Image Credit: Hervé Piraud

That’s the question scientists are asking at NASA as they prepare to launch missions in search of extraterrestrial life within our own solar system. A 2007 report from the National Research Council recommended widening this search to include what they called ‘weird life.’
Steven Benner is a scientist at the Foundation for Applied Molecular Evolution, and contributed to the report. He said the basic assumption about life is that it’s like us – it’s carbon-based and requires water to survive. But that might not be the case in the rest of the universe. Weird life is life that we’ve never seen and maybe never imagined.
But how do we search for life that we can’t imagine? Benner said there are two ways: We can start with our own genetic code in the lab, and play around with the structure. Or we could look at the environment we might be landing on and try to create a chemical structure that might exist there. The only rule is that weird life must be able to reproduce and evolve.
So the alien life that we find might not look anything like the aliens we see in the movies.
Our thanks to:
Steven Benner
Institute for Applied Molecular Evolution
see you later
I hope thier not like aliens in the movies because thats creepy!Oh I almost forgot,if we do find any what would happen if we got in a big war like war of the worlds?
The alien life would annihilate us because we are nothing but predictable germs that care about nothing but power
if there was life other than that on earth in are solar system that had inteligence wouldnt it have already tried to contact us also this weird life what if it lives in a way that hasn’t been seen before and it almost bends certain laws of science wouldnt that meen we have to rethink almost every one of our discoveries
well u will have to consider that what if the alien lifeforms are intelligent and that they dont think we are intelligent enough to contact…thers always that possibilities…or maybe that the distances are so great that they can’t. also what happende to all the wierd symbols that were found on our earth and that we are just not getting there point. there are so many possibilities that it is arrogant to think that we are the only intelligent life forms…
Right you are, Drew.
There’s seems no reason to theorize that the incredible choas of accidents that took hold on this planet would do so in exactly the same way, in the identical conditions on any other planet in another similar galaxy.

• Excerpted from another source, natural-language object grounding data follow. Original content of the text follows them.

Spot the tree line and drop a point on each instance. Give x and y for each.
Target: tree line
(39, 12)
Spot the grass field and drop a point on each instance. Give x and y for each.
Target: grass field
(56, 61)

So I doubt we’d have a clue what we were looking at. The “life” I believe exists elsewhere in the universe would confound as it would awe. If this small planet in this one galaxy in such a vast cosmos were the only place life existed, that infers something about life I wouldn’t know how to identify – but I’d be afraid to waste it.
Due to the great distances between stars it is most unlikely that we will ever encounter life other than our own. Though I am almost certain that life other than our own does exist somewhere, I am not concerned about possible life in other galaxies. Even the milky galaxy is more than we will ever, ever fully explore, assuming that we live long enough to even explore the nearest stars, which are very, very far away. Though it is not absolute, there is a very good possibility that life elsewhere would be carbon based, being that carbon is so abundant throughout the universe and so readily combines to form the basic blocks of life, as we know it. Of course, this does not mean that life elsewhere has to be based on carbon but it is certainly a good and obvious model.
Intelligent, technologically advanced life on other stars is even more unlikely but there are some basic requirements we would recognize. They must have big brains, or some sort of system for thought , storage and retrieval. They would have to have some sort of mobility and some sort of clutchable appendage, in the form of hands, tentacles, suckers, tendrils or something that could clutch, hold and manipulate objects in order to build, construct objects of technology. They would have to have some sort of vision and in some degree of clarity. This would not necessarily have to be of the ocular vision we have. It could be x-ray, infrared or any kind of sight that would allow them to distinguish objects, their environment and so on and so on.
As far as detecting life on other planets, we have the ability to detect the different elements of other galaxies, stars and planets so we could detect oxygen, carbon dioxide, carbon monoxide and gases from industrial production and pollution. I would think that would be a sure sign of intelligent and advanced life.
At any rate, I wouldn’t hold my breath until then and I wouldn’t bet on encountering any life form in many, many generations. It’s not that I’m a pessimist, it’s just that am a realist and understand and comprehend the great distances between the stars. Perhaps by the time we can bridge these great distances we will be socially advanced enough to understand it all, but I have doubt. It is my belief that if we do cross the barriers of time and space it will probably be to make war, probably for profit.
nightlight, your points are valid, but there’s one you omitted: what if there’s a civilization out there vastly older than us — 1 or 2 million years, say — that has discovered a way to propel a spaceship at some appreciable fraction of the speed of light — 10% or better? — and built an “ark” to explore? They might come to us. Of course, they might give us a miss, but they might let us know they’re in the neighborhood, even if they cruise on quickly.